The emerging first-use debate will also address whether the threat of overwhelming conventional attack from Russia is now so low as to make NATO's nuclear-first-use policy unnecessary. While the London Declaration retained a last-resort nuclear option, some analysts argue that the necessity to do so in the future has been decreased by reductions in Russian conventional military power.

Other analysts in favor of a continuing first-use policy counter that Russia's future is highly uncertain and that U.S. nuclear pledges help reduce proliferation by providing some increased security to both Germany and Japan. This latter view is likely to be advocated by France and the UK, which have fewer conventional forces than the U.S..

An important factor in this debate is the NATO enlargement issue. The Russian government has sought assurances from the U.S. that, if enlargement occurs despite Moscow's opposition, the U.S. would not base nuclear forces on the soil of new NATO members in Central and Eastern Europe. At the same time, Belarus and Ukraine have been discussing a NWFZ from the Baltic to the Black Sea. In September 1996, U.S. Secretary of Defense William Perry announced that the U.S. was not prepared to make a commitment to refrain from nuclear deployments to potential new Alliance members. He did state, however, that 'there is no interest and no plan in NATO today for either increasing the number, the quantity, of nuclear weapons or increasing places where they are based'.

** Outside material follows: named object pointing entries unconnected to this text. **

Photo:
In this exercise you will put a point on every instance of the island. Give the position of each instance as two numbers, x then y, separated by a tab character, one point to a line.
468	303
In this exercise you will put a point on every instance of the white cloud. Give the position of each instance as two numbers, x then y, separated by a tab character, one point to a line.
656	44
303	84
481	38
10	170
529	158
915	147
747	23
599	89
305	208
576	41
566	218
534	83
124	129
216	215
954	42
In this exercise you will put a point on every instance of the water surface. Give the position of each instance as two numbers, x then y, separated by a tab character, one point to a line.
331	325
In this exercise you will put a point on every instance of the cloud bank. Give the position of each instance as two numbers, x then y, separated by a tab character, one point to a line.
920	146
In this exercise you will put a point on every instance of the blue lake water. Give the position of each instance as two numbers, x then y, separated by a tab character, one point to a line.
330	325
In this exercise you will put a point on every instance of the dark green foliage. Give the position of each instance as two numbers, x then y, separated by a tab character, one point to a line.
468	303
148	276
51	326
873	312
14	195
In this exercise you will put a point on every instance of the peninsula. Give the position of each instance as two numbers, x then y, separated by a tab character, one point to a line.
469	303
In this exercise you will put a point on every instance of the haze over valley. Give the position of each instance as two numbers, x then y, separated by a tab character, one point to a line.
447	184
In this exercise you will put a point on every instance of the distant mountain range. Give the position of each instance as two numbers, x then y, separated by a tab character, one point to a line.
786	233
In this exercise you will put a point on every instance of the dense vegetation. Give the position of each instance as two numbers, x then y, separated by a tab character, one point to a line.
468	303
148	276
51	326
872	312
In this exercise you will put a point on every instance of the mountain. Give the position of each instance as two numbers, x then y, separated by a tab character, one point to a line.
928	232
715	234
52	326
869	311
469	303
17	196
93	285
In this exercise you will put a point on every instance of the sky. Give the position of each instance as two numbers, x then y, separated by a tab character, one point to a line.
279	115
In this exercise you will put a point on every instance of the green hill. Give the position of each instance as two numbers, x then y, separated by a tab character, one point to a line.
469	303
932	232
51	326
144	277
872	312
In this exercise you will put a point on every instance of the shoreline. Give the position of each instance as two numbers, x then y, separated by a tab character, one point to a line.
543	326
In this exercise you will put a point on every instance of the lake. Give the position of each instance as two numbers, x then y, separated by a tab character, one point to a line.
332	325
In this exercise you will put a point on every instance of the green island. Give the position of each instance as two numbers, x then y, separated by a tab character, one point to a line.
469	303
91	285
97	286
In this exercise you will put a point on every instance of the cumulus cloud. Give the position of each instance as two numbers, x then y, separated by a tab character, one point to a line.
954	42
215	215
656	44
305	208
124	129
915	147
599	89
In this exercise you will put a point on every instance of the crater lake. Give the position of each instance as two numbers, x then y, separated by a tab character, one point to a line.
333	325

Advocates of a no-first-use policy argue that it would help resolve NATO enlargement issues if a promise not to deploy nuclear weapons on the territory of new members was made and coupled with a no-first-use commitment. Given Russia's own first- use doctrine, however, it will be difficult for NATO to adopt such a policy without Russian reciprocity.

As the Washington debate intensifies, it is bound to engage U.S. allies in Europe and Asia. The old justification for NATO's first-use option against conventional forces has been reduced by the collapse of the Russian military. The new justification for a first-use option against biological or chemical weapons is easier to make on military grounds, but it contradicts the commitments made to gain permanent extension of the NPT and the protocols to NWFZs. Assessing the trade-offs between these policies will be a difficult and potentially divisive issue for the U.S. and its allies.

A policy of deliberate ambiguity - officially maintaining current non-use commitments, while quietly insisting that a belligerent nuclear response is still possible - is the most likely outcome. Any U.S. administration is reluctant to reject the advice of the Pentagon, and of supporters in Congress, who insist that U.S. forces need nuclear weapons to deter or defeat opponents armed with chemical and biological weapons. The administration will also, however, want to reduce the potential damage to the non-proliferation regime by not openly backtracking away from non-use pledges. 'Fuzzing the issue' is the likely policy, but neither the Pentagon nor European allies and non- nuclear states will be fully satisfied with such a compromise.